27 Mei 2022
Cileungsi, Kabupaten Bogor
--"Saya optimis kamuflase kita akan berhasil, Ndan!" ucap Ilham.
"Ya, kamu benar. Gadis itu melatih mereka dengan baik," jawabku.
Geraman dan erangan-erangan serak sahut menyahut dari mulut mereka. Seakan-akan mayat betulan, gerakan terseok yang mereka praktikkan sepanjang jalan itu betul-betul terlihat nyata.
Aku melirik ke arah jam tanganku.
"Sudah tengah hari," gumamku.
Aku pun meniupkan peluit yang kini bertengger di mulutku dengan kencang, sembari memberi kode ke Risa untuk menyudahi simulasi dan bersiap-siap untuk jeda makan siang.
"Elsa!" panggilku ketika aku melihat gadis itu sedang berjalan ke arah Komplek Kenari.
"Eh.. Hai, Kak!" jawab Elsa sembari berbalik menuju ke arahku.
Seperti biasa, gadis itu selalu membawa kesan ceria saat aku menjumpainya.
"Mau kemana? Belum makan siang kan?" tanyaku membuka obrolan.
"Belum, Kak. Nggak kemana-mana sih niatnya, cuma iseng aja jalan-jalan. Makan bareng yuk, Kak!"
"Ayo, aku juga mau ke tempat makan."
Berbeda dengan kemarin, lauk kami hari ini cukup banyak dan mewah. Para pemilik ternak memutuskan untuk menyembelih hewannya masing-masing mengingat subuh nanti kami akan meninggalkan tempat ini. Artinya, makan siang dan makan malam nanti adalah yang terakhir.
"Bagaimana menurut kamu?" tanyaku pada Risa.
Saat ini, aku, Risa, Elsa, dan Ilham sedang duduk sembari menyantap lauk pauk di piring kami masing-masing.
"Sepertinya cukup, Pak. Selepas makan siang nanti kita akan langsung mendandani orang-orang kan?"

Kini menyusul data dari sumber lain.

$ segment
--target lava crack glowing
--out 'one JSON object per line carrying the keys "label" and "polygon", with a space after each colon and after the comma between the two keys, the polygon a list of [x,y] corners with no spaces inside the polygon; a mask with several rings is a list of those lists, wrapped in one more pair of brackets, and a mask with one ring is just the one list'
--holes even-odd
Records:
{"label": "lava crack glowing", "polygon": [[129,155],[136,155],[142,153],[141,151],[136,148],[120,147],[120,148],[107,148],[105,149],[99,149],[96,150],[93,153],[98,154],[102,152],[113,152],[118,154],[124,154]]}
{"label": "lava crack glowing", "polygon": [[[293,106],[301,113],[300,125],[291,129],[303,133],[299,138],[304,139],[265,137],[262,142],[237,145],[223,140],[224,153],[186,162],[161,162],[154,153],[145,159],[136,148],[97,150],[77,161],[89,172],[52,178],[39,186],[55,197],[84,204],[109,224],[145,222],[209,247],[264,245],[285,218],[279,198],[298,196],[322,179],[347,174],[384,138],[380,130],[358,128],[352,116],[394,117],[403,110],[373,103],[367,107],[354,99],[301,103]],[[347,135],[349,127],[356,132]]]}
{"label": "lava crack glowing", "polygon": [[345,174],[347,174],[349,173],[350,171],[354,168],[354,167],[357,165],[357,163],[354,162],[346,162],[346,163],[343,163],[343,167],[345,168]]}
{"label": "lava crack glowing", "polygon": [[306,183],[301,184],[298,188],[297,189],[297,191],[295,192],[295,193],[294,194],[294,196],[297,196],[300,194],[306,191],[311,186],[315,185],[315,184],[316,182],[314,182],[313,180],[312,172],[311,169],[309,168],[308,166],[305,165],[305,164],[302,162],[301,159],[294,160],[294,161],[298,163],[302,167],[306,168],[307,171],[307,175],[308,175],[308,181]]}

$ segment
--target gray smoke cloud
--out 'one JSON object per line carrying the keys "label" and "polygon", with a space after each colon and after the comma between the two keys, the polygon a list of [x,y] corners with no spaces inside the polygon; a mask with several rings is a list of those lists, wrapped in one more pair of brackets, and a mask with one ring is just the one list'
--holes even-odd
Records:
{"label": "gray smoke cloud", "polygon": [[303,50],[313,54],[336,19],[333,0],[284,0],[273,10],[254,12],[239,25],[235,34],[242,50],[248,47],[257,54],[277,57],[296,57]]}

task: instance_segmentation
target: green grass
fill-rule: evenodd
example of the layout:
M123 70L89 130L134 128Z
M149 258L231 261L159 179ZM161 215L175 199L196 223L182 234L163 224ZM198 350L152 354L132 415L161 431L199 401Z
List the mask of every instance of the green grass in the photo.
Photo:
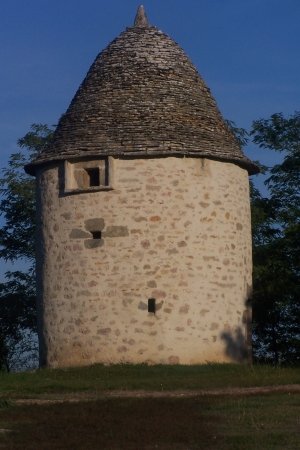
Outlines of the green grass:
M296 450L300 394L102 399L0 409L14 450Z
M300 368L236 364L197 366L100 364L35 372L0 372L0 396L30 397L47 393L103 390L192 390L300 383Z

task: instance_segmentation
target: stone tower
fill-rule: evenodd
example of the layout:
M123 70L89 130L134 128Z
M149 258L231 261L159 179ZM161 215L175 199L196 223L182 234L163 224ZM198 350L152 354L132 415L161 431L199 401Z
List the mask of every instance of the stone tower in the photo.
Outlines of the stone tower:
M26 171L37 179L41 365L246 357L257 167L143 7Z

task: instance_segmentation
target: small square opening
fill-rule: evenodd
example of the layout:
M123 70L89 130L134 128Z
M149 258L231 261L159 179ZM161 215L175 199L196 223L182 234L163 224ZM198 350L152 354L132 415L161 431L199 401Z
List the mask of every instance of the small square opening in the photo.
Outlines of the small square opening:
M101 239L102 237L101 231L91 231L91 234L93 236L93 239Z
M90 167L84 169L88 175L88 185L100 186L100 170L99 167Z
M155 298L148 299L148 312L155 314Z

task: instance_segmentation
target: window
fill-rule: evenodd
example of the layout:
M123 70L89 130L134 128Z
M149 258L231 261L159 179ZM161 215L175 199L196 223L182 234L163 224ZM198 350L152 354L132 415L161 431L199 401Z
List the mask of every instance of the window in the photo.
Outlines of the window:
M93 239L101 239L102 237L101 231L91 231L91 235Z
M110 158L65 162L65 191L80 192L111 188Z
M99 167L91 167L90 169L84 169L88 175L88 186L100 186L100 170Z

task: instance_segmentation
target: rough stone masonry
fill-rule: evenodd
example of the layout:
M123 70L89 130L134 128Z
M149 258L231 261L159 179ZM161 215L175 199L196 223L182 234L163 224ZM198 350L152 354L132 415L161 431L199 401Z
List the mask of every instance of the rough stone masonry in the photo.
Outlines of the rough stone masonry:
M246 358L257 167L142 7L26 170L41 365Z

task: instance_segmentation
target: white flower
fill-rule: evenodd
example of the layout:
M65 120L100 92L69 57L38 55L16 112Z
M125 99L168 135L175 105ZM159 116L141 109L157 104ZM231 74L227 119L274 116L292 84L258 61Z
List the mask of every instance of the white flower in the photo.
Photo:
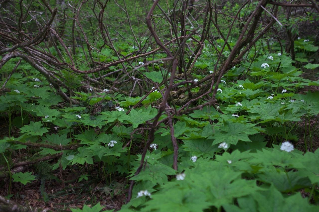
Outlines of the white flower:
M115 109L116 109L119 111L124 111L124 110L122 108L120 108L119 106L115 107Z
M190 159L192 160L193 162L196 162L197 160L197 157L196 156L192 156L190 158Z
M137 196L136 197L138 198L143 196L151 196L151 193L147 191L147 190L145 191L140 191L137 193Z
M186 175L185 173L182 173L181 174L179 174L176 175L176 180L182 180L185 179Z
M156 148L157 148L158 146L158 145L156 144L152 144L150 146L150 147L151 148L153 148L155 150L156 150Z
M110 141L110 143L108 143L108 146L114 146L114 144L117 144L117 143L116 141L115 141L114 140L112 140L111 141Z
M261 65L261 67L262 68L265 68L266 66L269 67L269 65L268 65L268 63L263 63Z
M219 144L218 146L219 148L222 148L224 149L228 148L228 145L226 143L226 142L223 142L222 143Z
M280 147L280 150L290 152L293 150L293 145L289 141L285 141L281 144Z

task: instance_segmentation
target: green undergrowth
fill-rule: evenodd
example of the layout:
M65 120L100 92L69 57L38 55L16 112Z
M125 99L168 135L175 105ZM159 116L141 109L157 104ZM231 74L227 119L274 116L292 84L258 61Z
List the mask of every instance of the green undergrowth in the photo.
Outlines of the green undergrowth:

"Um, setelah saya pikir-pikir, ada baiknya kita pakai waktu setelah istirahat ini untuk tidur sampai Maghrib. Setelah menyelesaikan makan malam dan sholat Isya, barulah kita langsung dandani orang-orang, agar kita bisa langsung ke Halim setelahnya."
"Oh, artinya, kita tidak jadi berangkat saat subuh, Ndan?" celetuk Ilham.
Aku menggeleng.
"Tidak. Estimasi saya, jam satu atau dua dini hari nanti semua persiapan sudah selesai, lalu kita bisa langsung berangkat," jelasku.
"Tapi mayatnya..."
"Iya, itulah mengapa saya tegaskan rekan-rekan di perimeter untuk mengejar waktu dalam mengumpulkan tubuh mayat-mayat itu sebanyak mungkin," ucapku lagi memotong jawaban Ilham.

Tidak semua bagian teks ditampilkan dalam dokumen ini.